May 19, 2024

Questions for the advocacy community: Q2 – Ruth Messinger et al

Q2: Is citizen advocacy at its most effective when it generates maximum “noise” on an issue , or do citizen advocates need to attach particular policy prescriptions to the noise they make?

Ruth Messinger, President, American Jewish World Service (AJWS); Ian Schwab, Senior Associate and National Grassroots Organizer at  AJWS; and Leah Kaplan Robins, Senior Writer / Editor at AJWS:

It would be easy to answer this question with an emphatic “It’s all about noise,” or “Noise is worthless without a policy position.” Like all good questions, this one resists easy answers: Neither is always true. The key to effective citizen advocacy is knowing when you need noise, and knowing when you need nuance.

When the genocide in Darfur began, what we needed was noise, and the Save Darfur Coalition stepped up, running huge awareness-raising campaigns. Six years ago, most Americans had never even heard of the small region in western Sudan that had seemingly few implications for our own peace and security. Yet because of a campaign of outrage, organized in part by American Jewish World Service, Darfur garnered significant and sustained attention. George Clooney, Mia Farrow and Joey Cheek visited Darfur in order to expose what was happening there and motivate others to take action. During the 2008 Presidential campaign, citizens pressured debate moderators and flooded ask-the-candidate websites with questions about Darfur. The questions didn’t always demand any particular action, but they were instrumental in putting the candidates on record about Darfur and highlighting Darfur as a serious issue for Americans. As the questions to the candidates and the cries of Never Again reflect, the movement for peace in Darfur has been successful in thrusting a distant conflict into the international limelight. We helped make the crisis in Darfur the central issue as opposed to rallying around a specific set of potentially controversial policy solutions.

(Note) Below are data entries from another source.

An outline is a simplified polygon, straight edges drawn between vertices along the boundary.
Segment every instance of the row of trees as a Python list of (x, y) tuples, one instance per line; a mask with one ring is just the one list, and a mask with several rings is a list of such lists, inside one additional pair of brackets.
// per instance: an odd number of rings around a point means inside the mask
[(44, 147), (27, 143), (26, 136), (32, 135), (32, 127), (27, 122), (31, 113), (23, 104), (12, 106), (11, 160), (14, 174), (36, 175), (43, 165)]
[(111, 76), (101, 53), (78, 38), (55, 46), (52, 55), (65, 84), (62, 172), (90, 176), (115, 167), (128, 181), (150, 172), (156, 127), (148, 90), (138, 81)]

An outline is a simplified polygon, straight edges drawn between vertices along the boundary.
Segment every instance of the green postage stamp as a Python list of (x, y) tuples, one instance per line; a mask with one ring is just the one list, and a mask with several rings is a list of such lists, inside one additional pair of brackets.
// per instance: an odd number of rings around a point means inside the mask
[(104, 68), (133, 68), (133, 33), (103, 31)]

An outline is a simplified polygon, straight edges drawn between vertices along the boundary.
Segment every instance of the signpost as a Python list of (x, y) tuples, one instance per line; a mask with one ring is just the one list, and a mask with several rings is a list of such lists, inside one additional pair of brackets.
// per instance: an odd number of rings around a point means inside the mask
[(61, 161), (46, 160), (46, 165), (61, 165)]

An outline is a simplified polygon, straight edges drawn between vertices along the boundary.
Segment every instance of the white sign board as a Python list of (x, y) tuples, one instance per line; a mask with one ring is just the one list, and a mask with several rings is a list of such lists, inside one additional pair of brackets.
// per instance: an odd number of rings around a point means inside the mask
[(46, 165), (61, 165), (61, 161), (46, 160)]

Largely as a result of our noise, there is significant support in Congress and the administration for Darfur-related action, funding for what is now the world’s largest humanitarian operation, a special envoy, and a commitment for justice and accountability. But this is not an end. The next challenge is guiding political leaders to a set of concrete steps that they can take to bring peace to the region and restore security to the Darfuri people. In essence, noise established the preconditions necessary for pushing our leaders to work toward a sustainable political solution.

Making this happen isn’t easy. The situation in Darfur is complex and extends beyond the particulars of the genocide itself to encompass competition for natural resources (exacerbated by climate change), the legacy of Colonialism in the Great Lakes region of Africa and the ongoing challenges that the international community faces in reconciling state sovereignty with the responsibility to protect. Many of the most promising policy prescriptions, such as bringing together an international coalition of nations demanding peace, requires behind-the-scenes diplomacy and multi-dimensional strategies that don’t lend themselves to “rally at the barricades” citizen activism.

But as these policy options come on line, and as the Obama Administration and its special envoy, Major-General Scott Gration, begin to negotiate and navigate these options, it will be all the more critical for the advocacy community and the public to continue generating the noisy energy that animates and holds our leaders accountable.